Right on the harbour close to Raffles Landing is an area of former warehouses. These have now been turned into trendy areas called Clarke Quay and Boat Quay.
Clarke Quay contains a mixture of shops, restaurants and bars all clustered around a centrally covered area.
A quick walk along the canal brings you upon a strip of bars and restaurants lining a quay known as Boat Quay. Here is the place to try out the famous chilli crab – but not at those prices as these are huge buggers!
Runners from the nearby offices and restaurant hawkers impede your journey along here and it was a good place to take in a drink looking out at the harbour.
As hunger approached we looked to our South and one of the last unvisited ghettos in Singapore. Normally you keep the best for last but we also needed to keep the most recent experience at bay for a while longer..but now it was time for Chinatown.
Interesting given that Singapore is a predominantly Chinese city to have it’s own Chinatown, but here it is different with Cantonese being spoken here.
Colin Malcolmson had a good tip for us again but in the fashion of ‘Crystal Maze Riddle Challenge’..
“Walk out the subway entrance (didn’t say which one by the way..), and on your right will be yellow plastic furniture..here you eat!”
Thanks Colin.
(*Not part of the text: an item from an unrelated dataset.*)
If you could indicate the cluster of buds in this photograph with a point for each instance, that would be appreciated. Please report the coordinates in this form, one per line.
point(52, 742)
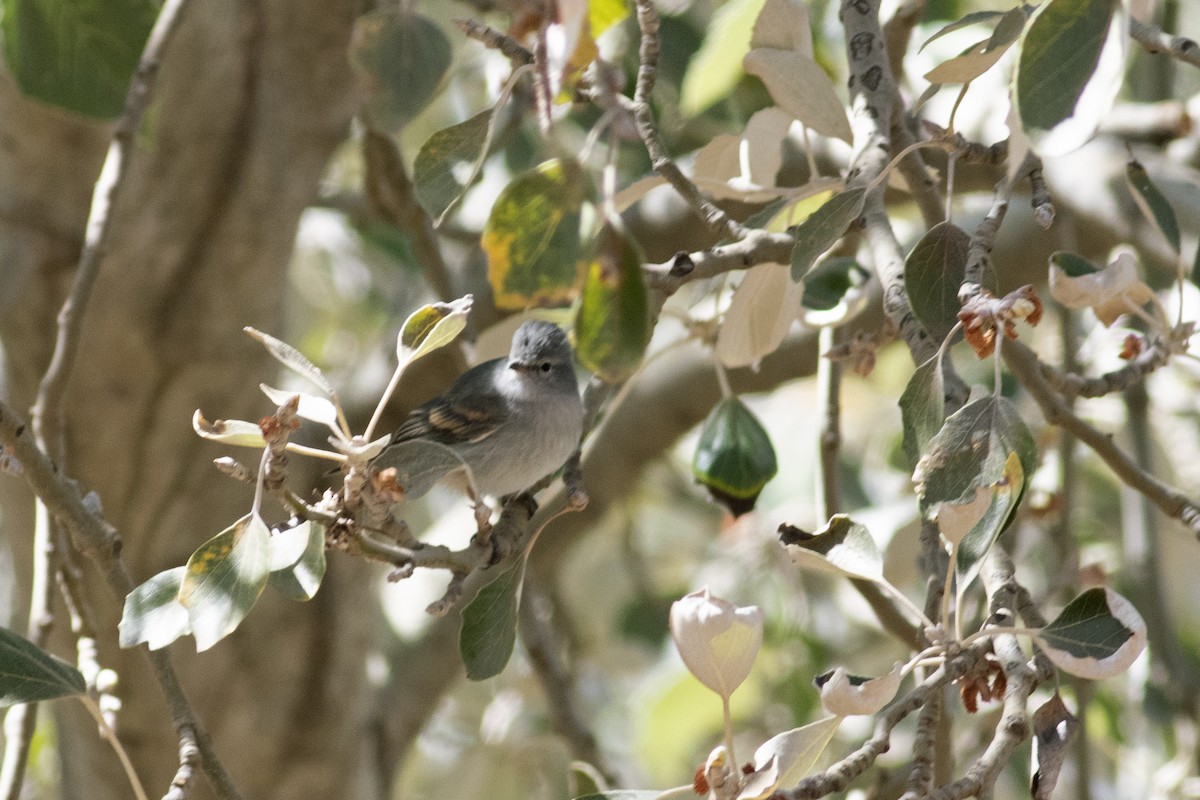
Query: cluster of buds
point(983, 314)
Good thing Karen has keen eyes and we found it eventually.
The food was amazing, chilli garlic rice was really good, so good that we had to spend a few hours walking around to burn off our dinner.
The main street in Chinatown is called Pagoda Street, named after it’s famous pagoda. Is not a pagoda but a Hindu Gopuram of the Sri Mariamman Temple, and is further evidence of Singapore’s mesh of cultures. It also has a Tintin Shop.
Not to mention the streets of lanterns, waving golden cats and Chinese dress shops you live and expect of Chinatown.